Murad II creates the Golden Confederacy
The proud Sultan Murad II rose to power in May 1421, after the death of his father. He had a different view on the political situation than his father, and he was certainly more in a hurry to consolidate his power on his existing possessions than to conquer Anatolia. Murad was especially upset by Morea, the Greek kingdom which had supported the Byzantine Empire before its end. They were still leading raids in Macedonia, and it was something the new Sultan could not tolerate. He led his armies through the territories of his vassal of Athens, and in no time the cities of Morea fell before him.
The Sultan Murad, not looking for greedy conquests in an area that could prove itself hard to administrate, extended the idea of the Golden Alliance laid down by his father into a Confederacy. The members of the Golden Confederacy would give half of their monthly income to Constantinople, in return of which the Sultan would leave them administrate themselves and guarantee their independence. Every year, each member would send a delegation to the Congress of the Confederacy. With the years, the structure of the Confederacy would evolve, and the status of the different countries would depend if they were trustworthy allies, or vassal states and mere spoils of war, but it overall remained in the way Murad defined it in December 1421.
When he let Morea being an independent state, although vassal of the Ottomans, the objective of the Sultan were to keep the Empire as strong as possible, that is, of manageable size, without the large conquests that always led to dilution of weakness. In this strategy, Murad proved itself a man of great intelligence and a scholar, having studied the fate of many an empire in history, first among which were the Mongol and Timurid empires…
Having settled the first war of his reign, and despite his will to conquer the land of his ancestors in Anatolia, he gave some rest to his armies. He was a great administrator, and under his rules, the trade in Constantinople flourished, as well as the scientific progress. Despite being a good Muslim, the Sultan never allowed bigotry and superstition to rule his country, and he favoured inventiveness and new techniques.
Murad II conquers Anatolia
It was only in 1427 that the Ottoman Empire began another war. In Anatolia, the wealth and the glory of the Ottoman was so great that the other Turkish rulers were either strongly attracted or repulsed by it. Some, such as Candar and some local Ghazi rulers, did everything they could to please the Sultan, whereas the leaders of the Ghazi and Karaman displayed outright hostility. The Ottomans, for their respect of their neighbours’ rights, did not want to invade them, in a way familiar to the barbarian Christian kingdoms in Europe. But when Ghazi and Karaman begun to imprison and kill those of their subjects who where the most attracted by the glory of the Ottoman, Murad I had to take action. The war was quick, and the Anatolian states fell.

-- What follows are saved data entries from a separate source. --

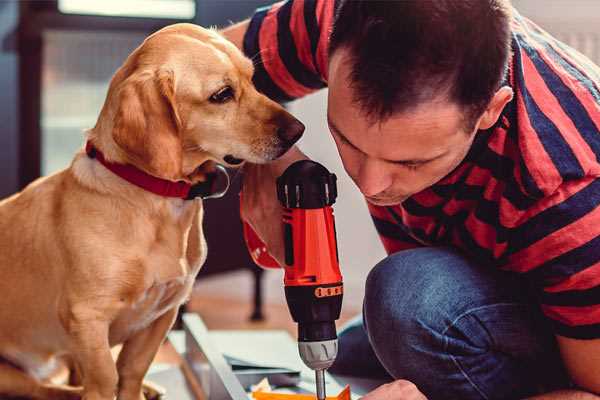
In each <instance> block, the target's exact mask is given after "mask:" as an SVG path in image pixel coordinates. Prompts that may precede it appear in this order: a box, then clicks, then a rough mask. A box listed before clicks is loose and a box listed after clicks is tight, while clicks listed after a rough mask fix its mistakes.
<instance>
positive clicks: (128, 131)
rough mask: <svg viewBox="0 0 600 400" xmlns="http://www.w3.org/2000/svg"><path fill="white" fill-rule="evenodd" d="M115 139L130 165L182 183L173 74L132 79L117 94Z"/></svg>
mask: <svg viewBox="0 0 600 400" xmlns="http://www.w3.org/2000/svg"><path fill="white" fill-rule="evenodd" d="M117 102H118V105H117V112H116V114H115V120H114V127H113V132H112V136H113V139H114V141H115V143H116V144H117V145H118V146H119V147H120V148H121V149H122V150H123V151H124V152H125V153H126V155H127V158H128V161H130V162H131V163H132V164H134V165H135V166H136V167H138V168H140V169H142V170H144V171H146V172H148V173H149V174H151V175H154V176H157V177H160V178H164V179H169V180H179V179H181V177H182V176H181V175H182V171H181V168H182V166H181V164H182V143H181V137H180V130H181V120H180V119H179V115H178V113H177V108H176V103H175V82H174V77H173V72H172V71H142V72H136V73H134V74H132V75H131V76H129V77H128V78H127V79H126V80H125V81H123V83H122V84H121V85H120V87H119V89H118V93H117Z"/></svg>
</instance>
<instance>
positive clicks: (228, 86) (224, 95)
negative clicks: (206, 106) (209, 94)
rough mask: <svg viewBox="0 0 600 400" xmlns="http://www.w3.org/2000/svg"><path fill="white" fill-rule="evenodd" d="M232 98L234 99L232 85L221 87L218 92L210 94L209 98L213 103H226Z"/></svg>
mask: <svg viewBox="0 0 600 400" xmlns="http://www.w3.org/2000/svg"><path fill="white" fill-rule="evenodd" d="M231 99H233V89H232V88H231V86H225V87H224V88H222V89H219V91H218V92H216V93H214V94H213V95H212V96H210V99H209V100H210V101H211V102H212V103H226V102H228V101H229V100H231Z"/></svg>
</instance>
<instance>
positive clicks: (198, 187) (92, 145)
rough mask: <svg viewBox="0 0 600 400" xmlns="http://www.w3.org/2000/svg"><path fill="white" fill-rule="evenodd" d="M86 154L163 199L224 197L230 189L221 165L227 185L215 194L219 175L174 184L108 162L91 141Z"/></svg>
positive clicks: (227, 175)
mask: <svg viewBox="0 0 600 400" xmlns="http://www.w3.org/2000/svg"><path fill="white" fill-rule="evenodd" d="M85 152H86V153H87V155H88V157H90V158H95V159H96V160H98V161H100V163H101V164H102V165H104V166H105V167H106V169H108V170H109V171H111V172H112V173H114V174H115V175H118V176H119V177H121V178H123V179H125V180H126V181H127V182H129V183H131V184H133V185H135V186H138V187H140V188H142V189H144V190H146V191H148V192H152V193H154V194H157V195H159V196H163V197H176V198H180V199H184V200H192V199H194V198H196V197H201V198H216V197H221V196H223V195H224V194H225V192H227V188H228V187H229V176H228V175H227V171H226V170H225V168H224V167H223V166H221V165H217V171H219V172H221V173H224V174H225V175H226V176H227V185H226V188H225V189H224V190H223V191H221V192H215V186H216V181H217V175H218V174H217V173H215V174H209V175H207V180H206V181H205V182H200V183H197V184H195V185H191V184H189V183H187V182H183V181H178V182H172V181H168V180H166V179H161V178H157V177H155V176H152V175H150V174H147V173H146V172H144V171H142V170H140V169H138V168H136V167H134V166H133V165H130V164H116V163H113V162H110V161H107V160H106V159H105V158H104V154H102V152H101V151H100V150H98V149H97V148H95V147H94V145H93V144H92V143H91V142H89V141H88V142H87V143H86V145H85Z"/></svg>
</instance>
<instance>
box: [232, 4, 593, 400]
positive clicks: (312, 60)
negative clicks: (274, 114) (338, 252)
mask: <svg viewBox="0 0 600 400" xmlns="http://www.w3.org/2000/svg"><path fill="white" fill-rule="evenodd" d="M330 33H331V34H330ZM224 34H225V35H226V36H227V37H228V38H229V39H231V40H232V41H234V42H235V43H236V44H237V45H238V46H240V47H241V48H243V49H244V51H245V53H246V54H247V55H248V56H249V57H252V58H253V59H254V61H255V68H256V71H255V83H256V85H257V87H258V88H259V90H261V91H263V92H264V93H266V94H267V95H269V96H270V97H272V98H274V99H277V100H280V101H289V100H292V99H294V98H298V97H301V96H303V95H306V94H307V93H309V92H312V91H314V90H318V89H320V88H323V87H325V86H328V87H329V97H328V123H329V127H330V130H331V134H332V136H333V139H334V140H335V143H336V145H337V147H338V151H339V154H340V157H341V159H342V161H343V164H344V168H345V169H346V171H347V173H348V174H349V175H350V177H351V178H352V179H353V180H354V182H355V183H356V185H357V187H358V188H359V189H360V191H361V192H362V193H363V194H364V195H365V198H366V200H367V202H368V205H369V209H370V212H371V214H372V217H373V220H374V222H375V226H376V228H377V230H378V232H379V233H380V236H381V240H382V241H383V244H384V246H385V248H386V250H387V252H388V254H389V256H388V257H387V258H386V259H384V260H383V261H381V262H380V263H379V264H378V265H376V266H375V267H374V268H373V270H372V271H371V272H370V274H369V277H368V279H367V282H366V295H365V301H364V309H363V319H362V322H360V321H359V322H358V323H355V324H353V325H352V326H350V327H349V328H347V329H346V330H344V331H343V332H342V334H341V335H340V345H339V346H340V355H339V357H338V360H337V361H336V364H335V365H334V367H333V368H332V370H333V372H337V373H341V374H350V375H361V376H381V377H386V376H387V377H388V378H389V379H390V380H391V381H392V382H391V383H389V384H386V385H383V386H381V387H379V388H378V389H376V390H374V391H373V392H371V393H370V394H368V395H366V396H365V397H364V399H365V400H367V399H368V400H378V399H423V398H424V396H427V398H429V399H508V398H511V399H512V398H524V397H527V396H539V397H534V398H539V399H597V398H598V397H597V396H596V395H594V394H593V393H596V394H599V393H600V207H598V206H599V205H600V179H598V177H599V176H600V163H599V161H598V157H599V156H600V132H599V127H600V69H599V68H598V67H596V66H594V65H593V64H592V63H591V62H590V61H589V60H588V59H586V58H585V57H583V56H581V55H580V54H579V53H577V52H575V51H573V50H572V49H570V48H568V47H567V46H565V45H564V44H562V43H560V42H558V41H556V40H555V39H553V38H552V37H550V36H549V35H547V34H546V33H545V32H543V31H542V30H541V29H540V28H538V27H537V26H536V25H534V24H533V23H532V22H530V21H529V20H527V19H525V18H523V17H522V16H520V15H519V14H518V13H517V12H516V11H514V10H512V9H511V6H510V4H508V0H460V1H455V0H437V1H420V0H404V1H388V2H385V1H384V2H379V1H366V0H365V1H335V2H334V1H333V0H290V1H287V2H283V3H278V4H276V5H274V6H272V7H269V8H265V9H260V10H258V11H257V12H256V14H255V15H254V16H253V17H252V19H250V20H248V21H245V22H242V23H240V24H238V25H235V26H233V27H231V28H229V29H228V30H226V31H225V32H224ZM304 157H305V156H304V155H303V154H302V153H301V152H300V151H299V150H298V149H293V150H291V151H290V152H288V153H287V154H286V155H285V156H284V157H283V158H282V159H280V160H278V161H277V162H274V163H272V164H269V165H261V166H258V165H248V166H247V167H246V176H245V182H244V189H243V191H244V204H243V218H244V219H245V220H246V221H248V222H249V223H250V224H251V225H252V226H253V227H254V229H255V230H256V231H257V233H258V234H259V235H260V236H261V237H262V239H263V240H264V241H265V243H266V244H267V246H268V249H269V252H270V253H271V254H272V255H273V256H274V257H275V258H276V259H278V260H282V259H283V257H282V253H283V245H282V233H281V223H280V210H279V204H278V203H277V200H276V198H275V191H274V190H273V188H274V187H275V177H277V176H278V175H279V174H281V172H282V171H283V170H284V169H285V168H286V167H287V166H288V165H289V164H290V163H291V162H293V161H295V160H297V159H300V158H304ZM342 234H343V233H342Z"/></svg>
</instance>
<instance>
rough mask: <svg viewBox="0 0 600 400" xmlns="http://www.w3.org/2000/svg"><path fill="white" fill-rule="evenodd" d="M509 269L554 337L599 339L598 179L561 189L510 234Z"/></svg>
mask: <svg viewBox="0 0 600 400" xmlns="http://www.w3.org/2000/svg"><path fill="white" fill-rule="evenodd" d="M510 241H511V243H512V245H511V247H512V249H511V254H510V255H509V256H508V259H509V264H511V265H513V266H516V268H511V269H516V270H517V272H521V273H523V274H525V276H526V277H527V278H529V280H530V281H531V282H532V283H533V286H534V288H535V289H536V290H537V294H538V297H539V302H540V306H541V309H542V312H543V313H544V314H545V315H546V317H547V318H548V319H549V321H550V323H551V325H552V326H553V328H554V332H555V333H556V334H558V335H561V336H566V337H570V338H576V339H595V338H600V178H586V179H581V180H576V181H570V182H567V183H564V184H563V185H561V186H560V187H559V188H558V190H557V191H556V192H555V193H554V194H553V195H551V196H549V197H548V198H545V199H543V200H542V201H541V202H540V203H539V204H537V205H536V207H535V210H532V212H530V215H528V216H527V217H526V218H522V219H521V221H520V222H519V224H518V225H517V226H516V227H515V229H514V230H513V231H512V233H511V238H510Z"/></svg>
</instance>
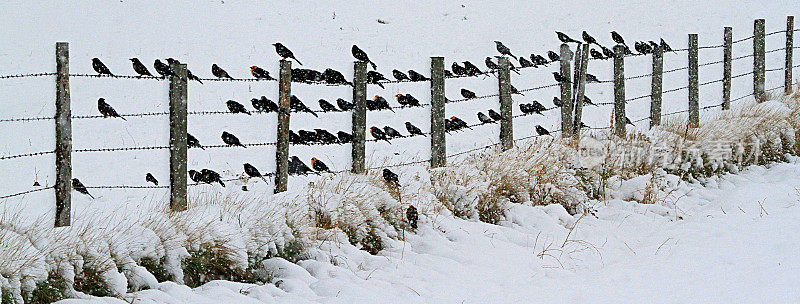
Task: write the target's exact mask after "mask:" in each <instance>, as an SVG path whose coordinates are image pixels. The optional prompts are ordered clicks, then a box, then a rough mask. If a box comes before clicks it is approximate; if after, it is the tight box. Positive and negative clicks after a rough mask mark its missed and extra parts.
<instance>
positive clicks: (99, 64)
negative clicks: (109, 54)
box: [92, 58, 114, 76]
mask: <svg viewBox="0 0 800 304" xmlns="http://www.w3.org/2000/svg"><path fill="white" fill-rule="evenodd" d="M92 68H93V69H94V71H95V72H97V74H100V75H110V76H114V74H111V71H110V70H109V69H108V67H107V66H106V65H105V64H104V63H103V62H102V61H100V59H97V58H92Z"/></svg>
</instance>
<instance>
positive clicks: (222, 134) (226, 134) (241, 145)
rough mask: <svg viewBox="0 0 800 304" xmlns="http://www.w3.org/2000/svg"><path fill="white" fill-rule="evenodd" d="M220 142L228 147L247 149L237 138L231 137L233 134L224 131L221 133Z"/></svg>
mask: <svg viewBox="0 0 800 304" xmlns="http://www.w3.org/2000/svg"><path fill="white" fill-rule="evenodd" d="M222 142H224V143H225V144H226V145H228V146H241V147H242V148H247V147H245V145H243V144H242V143H241V142H240V141H239V139H238V138H236V136H233V134H231V133H228V132H226V131H223V132H222Z"/></svg>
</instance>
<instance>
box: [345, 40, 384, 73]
mask: <svg viewBox="0 0 800 304" xmlns="http://www.w3.org/2000/svg"><path fill="white" fill-rule="evenodd" d="M350 52H351V53H353V57H355V58H356V59H358V60H361V61H365V62H369V63H370V64H371V65H372V69H373V70H377V69H378V67H377V66H376V65H375V63H374V62H372V60H369V56H367V53H365V52H364V51H363V50H362V49H360V48H358V46H357V45H355V44H354V45H353V47H352V48H351V49H350Z"/></svg>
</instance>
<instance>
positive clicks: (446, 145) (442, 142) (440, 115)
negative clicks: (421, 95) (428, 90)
mask: <svg viewBox="0 0 800 304" xmlns="http://www.w3.org/2000/svg"><path fill="white" fill-rule="evenodd" d="M444 103H445V98H444V57H431V168H439V167H444V166H445V165H446V164H447V144H446V140H445V129H444V113H445V112H444Z"/></svg>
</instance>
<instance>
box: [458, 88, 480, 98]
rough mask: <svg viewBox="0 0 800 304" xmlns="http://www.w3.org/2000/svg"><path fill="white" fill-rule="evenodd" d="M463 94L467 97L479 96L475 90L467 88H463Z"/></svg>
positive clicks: (461, 95)
mask: <svg viewBox="0 0 800 304" xmlns="http://www.w3.org/2000/svg"><path fill="white" fill-rule="evenodd" d="M461 96H462V97H464V98H466V99H473V98H475V97H478V96H477V95H475V92H473V91H470V90H467V89H461Z"/></svg>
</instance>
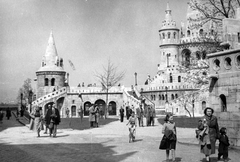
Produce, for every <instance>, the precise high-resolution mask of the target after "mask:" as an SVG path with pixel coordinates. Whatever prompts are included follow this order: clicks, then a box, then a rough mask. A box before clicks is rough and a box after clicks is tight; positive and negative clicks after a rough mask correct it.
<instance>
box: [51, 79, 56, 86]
mask: <svg viewBox="0 0 240 162" xmlns="http://www.w3.org/2000/svg"><path fill="white" fill-rule="evenodd" d="M51 86H55V78H52V79H51Z"/></svg>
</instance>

In 1428, the Ottoman dynasty was the leader of all the western Anatolia. Candar, Albania, Athens (which had swiftly taken over Morea in Greece in the aftermath of the Ottoman victory), Serbia and Bosnia, regrouped in the Confederacy, were vassals or allies. Wallachia was a worry, but they merely kept changing alliance between the Confederacy, the Hungarians, and Moldavia. A seven-year long period of prosperity began, during which the Turks started building refineries in Anatolia, an investment that would eventually prove being a profitable asset.